Le paludisme reste de loin la première cause de consultation dans les structures sanitaires guinéennes (hôpitaux, centres de santé), avec un taux de 31%.
Le taux de prévalence de la maladie au niveau national était de 44% en 2012. Dans certaines régions administratives, ce taux très élevé s'explique par l'accès difficile de certaines localités pour les agents de
santé. Dans la région de Kankan, au sud-est de Conakry, le taux est de 47%, contre 55% à Faranah au centre du pays.
Toutefois, le ministre de la Santé a annoncé que grâce aux efforts conjoints de son ministère et des partenaires extérieurs, le taux de prévalence au niveau national est passé de 44% en 2012 à 15% en 2017, soit une réduction significative de 65%.

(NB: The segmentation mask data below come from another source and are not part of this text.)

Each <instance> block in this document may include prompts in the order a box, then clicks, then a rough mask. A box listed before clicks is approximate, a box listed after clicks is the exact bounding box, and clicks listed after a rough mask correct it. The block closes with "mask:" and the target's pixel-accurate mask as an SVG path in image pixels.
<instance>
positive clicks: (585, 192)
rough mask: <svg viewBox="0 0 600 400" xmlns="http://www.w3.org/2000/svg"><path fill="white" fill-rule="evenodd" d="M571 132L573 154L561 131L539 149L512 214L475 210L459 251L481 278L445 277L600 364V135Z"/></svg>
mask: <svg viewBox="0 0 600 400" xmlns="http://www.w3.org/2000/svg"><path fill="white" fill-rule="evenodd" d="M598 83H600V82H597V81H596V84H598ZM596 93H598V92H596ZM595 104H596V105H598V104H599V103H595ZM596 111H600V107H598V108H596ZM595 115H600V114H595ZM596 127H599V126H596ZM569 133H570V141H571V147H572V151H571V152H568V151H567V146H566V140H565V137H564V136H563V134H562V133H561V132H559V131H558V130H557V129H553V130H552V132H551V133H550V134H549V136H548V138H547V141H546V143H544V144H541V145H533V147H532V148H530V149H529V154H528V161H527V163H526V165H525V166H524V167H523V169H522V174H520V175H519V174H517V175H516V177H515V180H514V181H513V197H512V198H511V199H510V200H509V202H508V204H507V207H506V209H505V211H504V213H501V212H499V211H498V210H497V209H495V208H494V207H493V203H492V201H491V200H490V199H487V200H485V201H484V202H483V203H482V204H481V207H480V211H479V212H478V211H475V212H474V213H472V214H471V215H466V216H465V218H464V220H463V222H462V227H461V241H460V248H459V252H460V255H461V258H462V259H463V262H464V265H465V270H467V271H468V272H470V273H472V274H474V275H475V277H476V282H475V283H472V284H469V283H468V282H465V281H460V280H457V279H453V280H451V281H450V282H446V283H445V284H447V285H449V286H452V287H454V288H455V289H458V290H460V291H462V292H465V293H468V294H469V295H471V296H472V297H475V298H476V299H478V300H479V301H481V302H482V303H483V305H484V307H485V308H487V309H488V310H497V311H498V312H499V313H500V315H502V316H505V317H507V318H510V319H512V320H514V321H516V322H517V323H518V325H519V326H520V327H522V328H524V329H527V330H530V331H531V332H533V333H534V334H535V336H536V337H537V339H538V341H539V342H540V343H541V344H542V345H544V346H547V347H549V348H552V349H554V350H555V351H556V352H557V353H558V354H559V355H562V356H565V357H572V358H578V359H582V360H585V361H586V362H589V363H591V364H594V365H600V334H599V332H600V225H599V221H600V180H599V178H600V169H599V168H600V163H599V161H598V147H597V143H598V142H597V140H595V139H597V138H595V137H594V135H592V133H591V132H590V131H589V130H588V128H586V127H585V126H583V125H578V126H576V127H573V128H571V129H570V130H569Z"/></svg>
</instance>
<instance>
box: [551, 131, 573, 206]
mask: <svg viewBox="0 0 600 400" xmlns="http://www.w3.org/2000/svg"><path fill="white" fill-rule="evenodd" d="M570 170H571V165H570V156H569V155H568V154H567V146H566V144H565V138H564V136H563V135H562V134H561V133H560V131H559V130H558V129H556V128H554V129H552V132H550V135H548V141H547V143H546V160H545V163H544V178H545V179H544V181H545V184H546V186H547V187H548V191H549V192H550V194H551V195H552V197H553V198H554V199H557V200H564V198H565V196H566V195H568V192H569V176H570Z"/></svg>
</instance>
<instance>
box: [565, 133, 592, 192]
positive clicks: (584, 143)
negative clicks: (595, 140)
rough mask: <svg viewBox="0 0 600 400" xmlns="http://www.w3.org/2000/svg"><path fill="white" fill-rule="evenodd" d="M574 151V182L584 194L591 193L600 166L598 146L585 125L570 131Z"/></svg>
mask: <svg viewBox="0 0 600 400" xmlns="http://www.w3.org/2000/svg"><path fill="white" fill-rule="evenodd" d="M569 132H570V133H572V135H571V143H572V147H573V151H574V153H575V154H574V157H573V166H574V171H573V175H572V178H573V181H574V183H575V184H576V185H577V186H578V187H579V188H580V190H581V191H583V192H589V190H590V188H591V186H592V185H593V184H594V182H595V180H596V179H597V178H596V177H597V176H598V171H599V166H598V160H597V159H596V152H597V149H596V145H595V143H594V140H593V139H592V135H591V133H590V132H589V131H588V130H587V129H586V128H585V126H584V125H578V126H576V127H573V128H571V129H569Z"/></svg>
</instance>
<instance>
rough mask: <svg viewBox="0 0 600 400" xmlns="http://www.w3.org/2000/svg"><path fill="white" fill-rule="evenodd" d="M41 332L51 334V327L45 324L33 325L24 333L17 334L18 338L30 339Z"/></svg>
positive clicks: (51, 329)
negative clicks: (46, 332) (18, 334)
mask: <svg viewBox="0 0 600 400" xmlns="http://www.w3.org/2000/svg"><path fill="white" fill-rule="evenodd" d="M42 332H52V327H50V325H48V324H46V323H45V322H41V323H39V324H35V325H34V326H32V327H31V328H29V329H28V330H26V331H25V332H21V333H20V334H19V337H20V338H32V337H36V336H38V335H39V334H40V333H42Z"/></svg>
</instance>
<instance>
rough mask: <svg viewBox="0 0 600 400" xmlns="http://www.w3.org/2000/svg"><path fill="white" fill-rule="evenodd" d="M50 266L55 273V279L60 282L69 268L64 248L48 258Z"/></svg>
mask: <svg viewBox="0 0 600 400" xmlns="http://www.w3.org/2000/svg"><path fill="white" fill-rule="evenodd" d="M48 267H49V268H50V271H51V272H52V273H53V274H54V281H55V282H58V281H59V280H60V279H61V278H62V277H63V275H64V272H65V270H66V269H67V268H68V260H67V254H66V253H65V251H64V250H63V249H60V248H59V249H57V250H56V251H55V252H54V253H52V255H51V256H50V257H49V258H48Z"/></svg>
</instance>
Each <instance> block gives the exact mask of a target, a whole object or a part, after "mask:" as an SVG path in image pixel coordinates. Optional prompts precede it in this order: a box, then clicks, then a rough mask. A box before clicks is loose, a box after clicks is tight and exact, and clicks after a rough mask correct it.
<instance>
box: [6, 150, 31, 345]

En prélude à la célébration de la Journée mondiale de lutte contre le paludisme, prévue le 25 avril prochain dans le monde entier, M. Diallo a rappelé que les zones les plus touchées sont considérées de nos jours comme des zones à transmission modérée.
Il a mentionné que ce résultat positif dans la lutte contre le paludisme est la résultante de plusieurs techniques et stratégies, notamment la prévention et la prise en charge des malades, à travers un programme national de lutte contre le paludisme.
La campagne de distribution de moustiquaires imprégnées a permis de protéger plus de 80% des ménages des piqûres de moustiques, notamment les 53% de femmes enceintes qui dorment sous une moustiquaire imprégnée.
Parallèlement à cette stratégie de prévention, le traitement contre le paludisme est gratuit dans les hôpitaux et centres de santé du pays, avec l'appui des partenaires étrangers.
En 2016, plus de 97% des cas de paludisme ont été diagnostiqués et pris en charge gratuitement.